Because Mr. Monteleone has not provided evidence establishing that Dr. Alvarez and Corizon acted with deliberate indifference to his medical condition, we affirm the district court's grant of summary judgment.
1. Mr. Monteleone originally brought this action against Dr. Alvarez, Corizon, and Mr. Michael Johnson (Corizon's executive medical director), but he voluntarily dismissed the action against Mr. Johnson because he did not make decisions regarding his medical care.

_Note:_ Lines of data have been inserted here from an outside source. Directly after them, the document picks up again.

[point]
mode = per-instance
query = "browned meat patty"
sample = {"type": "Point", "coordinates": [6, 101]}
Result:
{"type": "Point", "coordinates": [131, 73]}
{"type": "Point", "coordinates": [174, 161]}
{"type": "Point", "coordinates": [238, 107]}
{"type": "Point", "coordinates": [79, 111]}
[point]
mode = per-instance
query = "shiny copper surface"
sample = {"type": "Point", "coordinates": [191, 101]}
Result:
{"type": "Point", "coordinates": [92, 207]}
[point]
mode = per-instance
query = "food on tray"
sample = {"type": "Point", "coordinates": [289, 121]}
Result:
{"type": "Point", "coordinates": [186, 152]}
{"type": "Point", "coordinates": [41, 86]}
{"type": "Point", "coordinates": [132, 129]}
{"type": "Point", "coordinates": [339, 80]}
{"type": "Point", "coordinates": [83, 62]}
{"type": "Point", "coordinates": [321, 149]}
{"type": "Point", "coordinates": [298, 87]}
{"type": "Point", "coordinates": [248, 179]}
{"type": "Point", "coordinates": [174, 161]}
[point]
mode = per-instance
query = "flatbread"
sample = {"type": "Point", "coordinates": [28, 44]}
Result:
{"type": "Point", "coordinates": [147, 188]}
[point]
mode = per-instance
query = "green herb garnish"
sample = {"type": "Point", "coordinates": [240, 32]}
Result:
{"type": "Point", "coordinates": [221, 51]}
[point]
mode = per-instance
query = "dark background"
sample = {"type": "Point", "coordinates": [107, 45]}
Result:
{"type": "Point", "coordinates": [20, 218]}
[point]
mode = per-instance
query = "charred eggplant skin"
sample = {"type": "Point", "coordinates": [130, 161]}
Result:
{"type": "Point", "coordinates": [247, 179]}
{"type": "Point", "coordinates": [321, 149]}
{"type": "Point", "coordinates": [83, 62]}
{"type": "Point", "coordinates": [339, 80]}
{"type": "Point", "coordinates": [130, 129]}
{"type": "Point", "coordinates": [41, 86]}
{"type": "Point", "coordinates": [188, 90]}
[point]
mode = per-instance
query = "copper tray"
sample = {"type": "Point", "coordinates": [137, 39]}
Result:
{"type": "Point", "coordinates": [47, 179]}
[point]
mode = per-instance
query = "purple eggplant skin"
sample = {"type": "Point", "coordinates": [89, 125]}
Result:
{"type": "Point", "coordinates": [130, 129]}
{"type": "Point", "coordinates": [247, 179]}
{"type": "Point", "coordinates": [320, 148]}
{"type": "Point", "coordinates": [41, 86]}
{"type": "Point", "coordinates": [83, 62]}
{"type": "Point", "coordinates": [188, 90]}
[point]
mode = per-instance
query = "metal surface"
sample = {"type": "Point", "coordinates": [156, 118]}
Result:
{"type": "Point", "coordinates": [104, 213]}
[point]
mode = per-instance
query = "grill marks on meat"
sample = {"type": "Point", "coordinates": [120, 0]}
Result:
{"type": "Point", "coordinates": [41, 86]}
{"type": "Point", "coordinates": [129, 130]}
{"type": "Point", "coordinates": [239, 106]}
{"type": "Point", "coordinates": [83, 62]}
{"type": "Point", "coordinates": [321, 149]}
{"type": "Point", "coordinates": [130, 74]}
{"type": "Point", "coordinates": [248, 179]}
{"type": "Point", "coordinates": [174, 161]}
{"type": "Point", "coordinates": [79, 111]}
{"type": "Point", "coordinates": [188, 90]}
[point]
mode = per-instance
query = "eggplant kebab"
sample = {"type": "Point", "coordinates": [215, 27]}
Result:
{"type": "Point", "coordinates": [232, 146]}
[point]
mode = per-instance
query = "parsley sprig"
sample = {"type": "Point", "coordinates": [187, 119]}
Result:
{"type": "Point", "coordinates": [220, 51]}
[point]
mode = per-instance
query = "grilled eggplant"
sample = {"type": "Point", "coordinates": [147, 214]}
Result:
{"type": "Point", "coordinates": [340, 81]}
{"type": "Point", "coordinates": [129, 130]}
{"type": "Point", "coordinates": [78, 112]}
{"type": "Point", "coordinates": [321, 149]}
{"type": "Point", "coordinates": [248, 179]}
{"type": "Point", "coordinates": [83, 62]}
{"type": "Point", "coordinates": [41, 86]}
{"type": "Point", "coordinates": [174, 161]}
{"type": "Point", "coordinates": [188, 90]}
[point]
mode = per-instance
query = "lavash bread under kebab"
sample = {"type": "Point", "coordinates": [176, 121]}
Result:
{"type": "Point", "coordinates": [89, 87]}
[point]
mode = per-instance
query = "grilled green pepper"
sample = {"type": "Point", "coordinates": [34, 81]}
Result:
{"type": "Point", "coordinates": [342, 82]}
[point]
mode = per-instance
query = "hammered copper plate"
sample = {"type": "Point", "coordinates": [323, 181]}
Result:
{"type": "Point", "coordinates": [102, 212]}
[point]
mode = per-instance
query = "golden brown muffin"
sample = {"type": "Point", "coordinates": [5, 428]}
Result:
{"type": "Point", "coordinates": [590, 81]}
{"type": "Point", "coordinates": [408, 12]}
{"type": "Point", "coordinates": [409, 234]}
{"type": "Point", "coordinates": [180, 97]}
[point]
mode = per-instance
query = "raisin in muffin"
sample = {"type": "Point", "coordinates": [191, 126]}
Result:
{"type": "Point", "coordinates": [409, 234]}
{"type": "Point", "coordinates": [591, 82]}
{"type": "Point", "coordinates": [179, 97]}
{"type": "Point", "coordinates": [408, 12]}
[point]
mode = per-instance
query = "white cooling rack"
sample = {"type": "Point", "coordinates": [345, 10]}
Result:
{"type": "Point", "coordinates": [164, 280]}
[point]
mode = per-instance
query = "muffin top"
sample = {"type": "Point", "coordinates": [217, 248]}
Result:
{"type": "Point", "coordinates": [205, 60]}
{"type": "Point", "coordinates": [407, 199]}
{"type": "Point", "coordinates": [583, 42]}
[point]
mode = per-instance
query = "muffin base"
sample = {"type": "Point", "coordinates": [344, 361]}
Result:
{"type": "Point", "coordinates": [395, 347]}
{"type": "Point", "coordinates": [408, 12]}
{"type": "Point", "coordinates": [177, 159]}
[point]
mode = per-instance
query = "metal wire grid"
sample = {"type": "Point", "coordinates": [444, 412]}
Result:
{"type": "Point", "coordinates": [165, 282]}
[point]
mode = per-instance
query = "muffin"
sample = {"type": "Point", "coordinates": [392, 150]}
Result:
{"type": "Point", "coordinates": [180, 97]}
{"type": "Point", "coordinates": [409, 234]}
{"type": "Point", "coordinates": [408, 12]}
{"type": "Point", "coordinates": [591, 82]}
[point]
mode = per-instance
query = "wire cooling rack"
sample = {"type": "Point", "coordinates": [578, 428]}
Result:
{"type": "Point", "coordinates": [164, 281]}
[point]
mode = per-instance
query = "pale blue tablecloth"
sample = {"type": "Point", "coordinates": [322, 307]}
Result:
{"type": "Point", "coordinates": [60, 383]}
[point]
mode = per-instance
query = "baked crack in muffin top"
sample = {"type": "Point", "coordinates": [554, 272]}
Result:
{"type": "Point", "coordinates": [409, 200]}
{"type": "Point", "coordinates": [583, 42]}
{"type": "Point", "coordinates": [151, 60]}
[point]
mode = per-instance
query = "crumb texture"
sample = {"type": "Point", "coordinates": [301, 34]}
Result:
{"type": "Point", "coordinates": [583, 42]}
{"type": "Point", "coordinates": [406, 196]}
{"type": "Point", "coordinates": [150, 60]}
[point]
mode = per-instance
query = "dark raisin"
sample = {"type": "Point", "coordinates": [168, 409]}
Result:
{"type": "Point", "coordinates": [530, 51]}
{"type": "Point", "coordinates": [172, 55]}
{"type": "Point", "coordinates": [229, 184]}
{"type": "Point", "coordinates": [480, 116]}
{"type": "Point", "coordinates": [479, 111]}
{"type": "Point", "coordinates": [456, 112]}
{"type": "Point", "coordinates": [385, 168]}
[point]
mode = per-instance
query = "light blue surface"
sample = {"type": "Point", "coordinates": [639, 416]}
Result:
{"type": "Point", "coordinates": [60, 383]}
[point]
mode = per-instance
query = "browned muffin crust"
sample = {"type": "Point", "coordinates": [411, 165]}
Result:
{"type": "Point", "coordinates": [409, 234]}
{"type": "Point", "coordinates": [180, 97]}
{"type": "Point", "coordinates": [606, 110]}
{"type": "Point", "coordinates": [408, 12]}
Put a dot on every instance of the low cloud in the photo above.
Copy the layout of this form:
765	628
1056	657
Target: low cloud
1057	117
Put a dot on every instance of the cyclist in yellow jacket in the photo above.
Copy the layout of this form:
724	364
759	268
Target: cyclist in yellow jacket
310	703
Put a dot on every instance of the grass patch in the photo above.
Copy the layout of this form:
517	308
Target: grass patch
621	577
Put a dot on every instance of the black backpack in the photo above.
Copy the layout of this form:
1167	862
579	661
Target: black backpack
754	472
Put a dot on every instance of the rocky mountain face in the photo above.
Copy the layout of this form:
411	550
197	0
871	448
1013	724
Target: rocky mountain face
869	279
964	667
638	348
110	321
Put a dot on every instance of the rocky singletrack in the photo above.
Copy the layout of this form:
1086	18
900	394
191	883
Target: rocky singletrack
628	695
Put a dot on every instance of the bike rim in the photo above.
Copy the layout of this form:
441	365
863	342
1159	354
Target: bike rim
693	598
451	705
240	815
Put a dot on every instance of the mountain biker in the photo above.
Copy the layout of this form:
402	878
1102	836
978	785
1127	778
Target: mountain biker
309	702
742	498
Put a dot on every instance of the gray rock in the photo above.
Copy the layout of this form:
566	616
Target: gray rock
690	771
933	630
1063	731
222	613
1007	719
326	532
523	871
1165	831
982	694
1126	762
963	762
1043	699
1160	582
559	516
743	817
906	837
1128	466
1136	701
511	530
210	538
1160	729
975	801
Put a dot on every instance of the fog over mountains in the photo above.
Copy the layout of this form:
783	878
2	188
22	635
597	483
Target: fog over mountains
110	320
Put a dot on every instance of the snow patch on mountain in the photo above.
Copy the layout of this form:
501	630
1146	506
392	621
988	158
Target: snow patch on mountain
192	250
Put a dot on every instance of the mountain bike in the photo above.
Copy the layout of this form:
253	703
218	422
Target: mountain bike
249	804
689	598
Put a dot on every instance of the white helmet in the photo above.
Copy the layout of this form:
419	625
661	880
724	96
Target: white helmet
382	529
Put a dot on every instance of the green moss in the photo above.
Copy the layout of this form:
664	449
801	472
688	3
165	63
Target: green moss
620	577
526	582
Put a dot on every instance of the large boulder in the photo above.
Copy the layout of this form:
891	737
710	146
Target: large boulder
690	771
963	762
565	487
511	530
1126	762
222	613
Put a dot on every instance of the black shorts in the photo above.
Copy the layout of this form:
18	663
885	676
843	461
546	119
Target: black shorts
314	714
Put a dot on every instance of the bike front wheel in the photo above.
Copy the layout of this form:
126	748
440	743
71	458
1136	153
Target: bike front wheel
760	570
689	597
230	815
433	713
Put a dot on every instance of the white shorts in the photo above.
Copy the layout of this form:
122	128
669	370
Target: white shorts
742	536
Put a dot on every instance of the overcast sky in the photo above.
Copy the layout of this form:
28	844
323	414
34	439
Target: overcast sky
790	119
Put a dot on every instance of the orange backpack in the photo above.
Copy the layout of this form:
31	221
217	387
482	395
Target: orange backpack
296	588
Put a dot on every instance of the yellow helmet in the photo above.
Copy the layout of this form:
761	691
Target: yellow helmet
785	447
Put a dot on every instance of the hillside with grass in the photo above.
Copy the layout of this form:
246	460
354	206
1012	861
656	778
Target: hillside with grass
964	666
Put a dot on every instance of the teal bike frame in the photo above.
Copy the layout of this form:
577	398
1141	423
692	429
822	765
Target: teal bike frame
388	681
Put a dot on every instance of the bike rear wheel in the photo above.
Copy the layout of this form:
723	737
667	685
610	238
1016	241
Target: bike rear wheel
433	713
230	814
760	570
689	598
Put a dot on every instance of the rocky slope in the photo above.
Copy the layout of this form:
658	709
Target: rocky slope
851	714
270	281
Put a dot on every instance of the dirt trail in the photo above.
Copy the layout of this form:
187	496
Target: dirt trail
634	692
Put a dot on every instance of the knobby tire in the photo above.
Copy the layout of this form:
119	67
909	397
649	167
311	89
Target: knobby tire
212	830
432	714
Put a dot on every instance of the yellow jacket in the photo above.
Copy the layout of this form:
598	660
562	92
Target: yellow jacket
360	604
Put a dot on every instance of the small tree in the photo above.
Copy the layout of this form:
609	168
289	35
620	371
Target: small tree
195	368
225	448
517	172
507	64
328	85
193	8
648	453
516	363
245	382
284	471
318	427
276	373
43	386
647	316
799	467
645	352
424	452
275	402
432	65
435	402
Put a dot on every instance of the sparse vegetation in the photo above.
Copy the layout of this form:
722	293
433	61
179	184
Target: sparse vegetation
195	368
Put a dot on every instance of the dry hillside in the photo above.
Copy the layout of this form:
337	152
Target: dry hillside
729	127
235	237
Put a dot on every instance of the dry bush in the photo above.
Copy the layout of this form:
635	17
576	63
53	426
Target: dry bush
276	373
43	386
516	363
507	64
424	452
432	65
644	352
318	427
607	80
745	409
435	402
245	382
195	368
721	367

2. The record also indicates that a nurse offered Mr. Monteleone over-the-counter medications and topical balm to help alleviate his pain, but that he refused to take them. See D.E. 22-2 at 4.
3. Dr. Alvarez's mistake in failing to submit the order for physical therapy—and the 10-month delay that followed—is a closer question, but Mr. Monteleone has not focused his argument on appeal on this issue. Moreover, Mr. Monteleone has not made an attempt to contradict Dr. Alvarez' position that it was a mistake (and not a conscious, deliberate act), and he has not placed medical evidence in the record to demonstrate that the delay worsened his condition. See Mann, 588 F.3d at 1307 (explaining that “the medical need must be one that, if left unattended, poses a substantial risk of serious harm”) (citation omitted).
4. Dr. Alvarez also agreed that, in his medical opinion, an MRI and orthopedic evaluation for surgery was not medically indicated in this case.